Our conversations jumped from opinions of the pinoy creative writing from our younger years, and how to introduce a new ethos with the insertion of short media, infusion of music and film / tv series, and how to execute movements in the prose. Special mention: Bebang’s REELiterature, building bookish features and creative nonfiction entries via facebook videos. As usual, I cannot help but share my reading experiences with the long forms and how it influenced my way of writing stories through the “Creative Nonfiction slant”, its art of restraint and its slow movement as a haven to create a first-person view of things from a higher elevation. I told him that it takes a huge toll on my stamina, as I do not rage-write, a polar opposite of his writing rhythms and the birth of the Dreamland trilogy. He candidly shared about his one-on-one mentorship with the students taking thesis on the MA Creative Writing, and he often asked the young, “Tinuturuan ba kayo ng iba pang istilo ng pagsusulat?” and more often than not, the latter would answer in the same manner as my reading experience: building a universe ala-Noli, but nothing is happening, prose is becoming slow-burning, with a high risk of crash-and-burn at the latter part of the work. Worse, it becomes stagnant.
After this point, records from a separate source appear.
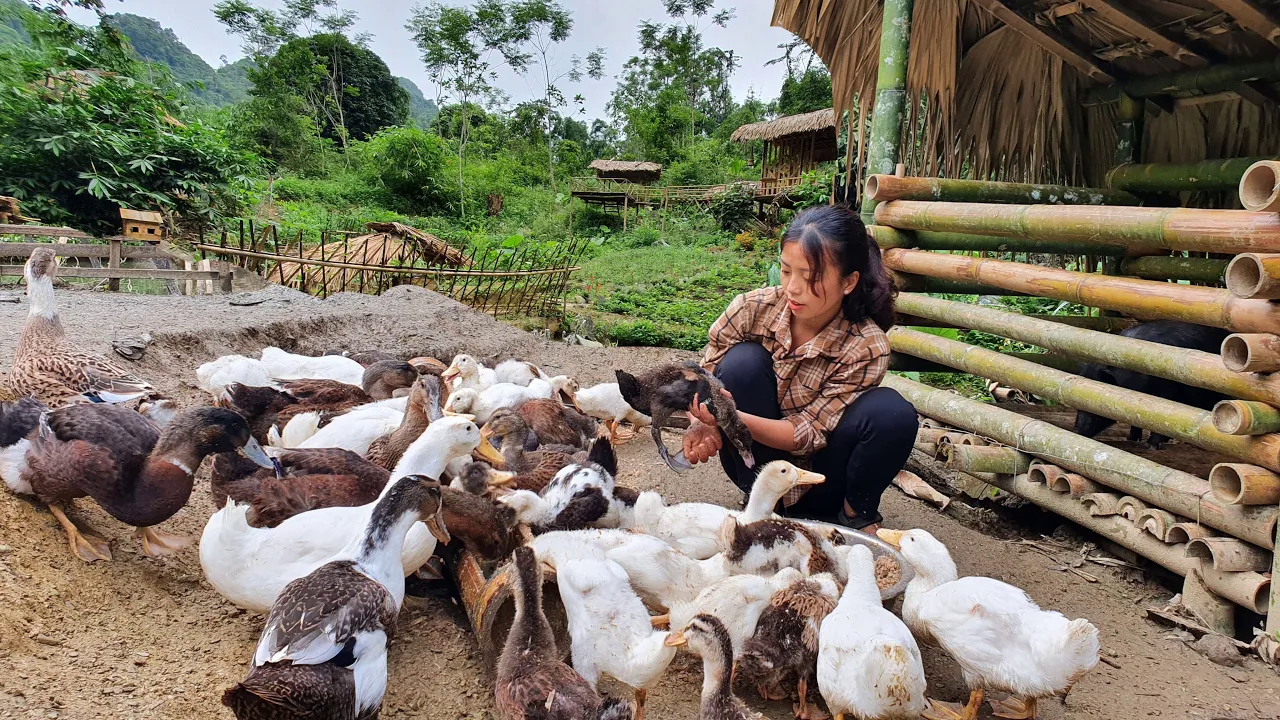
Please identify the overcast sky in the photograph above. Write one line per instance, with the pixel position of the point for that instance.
(608, 23)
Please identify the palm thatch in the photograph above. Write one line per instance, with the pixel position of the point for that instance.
(1019, 98)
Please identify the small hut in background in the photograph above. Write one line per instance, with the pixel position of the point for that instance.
(792, 146)
(627, 171)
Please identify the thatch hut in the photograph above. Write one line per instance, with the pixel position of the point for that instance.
(629, 171)
(1031, 90)
(792, 146)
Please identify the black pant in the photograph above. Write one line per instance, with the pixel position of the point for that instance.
(869, 445)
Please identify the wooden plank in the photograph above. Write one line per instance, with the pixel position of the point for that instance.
(1251, 18)
(122, 273)
(1050, 42)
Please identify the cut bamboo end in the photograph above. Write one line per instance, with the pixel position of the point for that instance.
(1229, 555)
(1260, 187)
(1238, 483)
(1251, 352)
(1255, 274)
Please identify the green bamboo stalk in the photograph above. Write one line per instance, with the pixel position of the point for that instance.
(1173, 419)
(1178, 364)
(1176, 177)
(1169, 488)
(890, 92)
(886, 187)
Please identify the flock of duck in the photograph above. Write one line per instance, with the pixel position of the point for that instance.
(337, 477)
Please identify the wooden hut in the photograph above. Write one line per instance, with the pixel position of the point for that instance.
(627, 171)
(792, 146)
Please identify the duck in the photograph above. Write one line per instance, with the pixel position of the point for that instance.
(323, 651)
(672, 388)
(737, 601)
(421, 409)
(466, 373)
(695, 527)
(604, 402)
(999, 636)
(250, 566)
(49, 367)
(132, 469)
(288, 367)
(531, 680)
(868, 664)
(577, 496)
(609, 628)
(708, 637)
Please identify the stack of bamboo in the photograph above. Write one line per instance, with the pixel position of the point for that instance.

I asked if he has a life-hack on making people move in his stories, and his insight that I picked in his anecdotes was about the auditory engagement. Almost after he mentioned about earworms being an organic element to a song, a poet shared his story on writing 80 pages that looked like a film script but actually a short story, his voice echoed as sharp as the violet laser light in the dimmed space. Out of curiousity, I stood and looked for the man but Vivo stopped me saying, “Huwag mong hanapin, pakinggan mo lang. Umupo ka lang at pakinggan.” I wasn’t attentively listening to whatever the man said, but I was actively noting the timbre, the assertive tone, and his sub-woofing vocal range in the microphone. That poet can be a voice artist dubbing Sid Lucero, taglish-ing the conflict of his quick-witted mind versus the typing skills, the ideas quickly falting and not plotting properly into the paper.
I guess that little snippet gave me an idea to engage in other forms of art and channel the same velocity to the drafts I am creating for my submissions. Perhaps this time around, I can channel the writing rage, and rather than just dumping quotations and conversations of the characters, I can do a drill of thrashing the craft with multitudes of verbs and adjust my scenarios to a spree, engaging a third-person point of view and work it like a camera lens, its level as grounded and with the world. It does take a lot of unlearning from the slow-burns and musings.
Little breaks happened after the talks and guests of the spoken word segments, some picture taking here and there, and before the Vivo brothers exit the scene, we have our picture taken.

Yung tinapik ko lang si sir Ricky Lee tas sabi ko, “Sir dali, pa-picture po tayo, sayang naman.” HAHAHA! Tapos biglang kinalabit ko si Alfonso Manalastas para kuhaan kami ng picture.
Napakabait ng mga tao sa resident basher ng Pinoy Reads Pinoy Books.
Sa lahat ng naging hanash namin sa event, bigla kong naisip ang magiging isa sa vision ng baby project na AGOS (Adhika ng Giting sa Obra at Sining) ng Pasig: Ang pagkakaroon ng kanlungan at bagtasan ng mga manunulat at mambabasa mula sa samu’t-saring strata ng Kapasigan, at tagapagpadaloy ng mga katha sa mga mamamayang hirap sa paghahanap ng ikukunsumong sining. Isa siyang magiging malaking waypoint (Genshin Impact reference) na magmamapa ng bagong paraan ng pagkukwento at pagbabanghay sa boses na progresibo.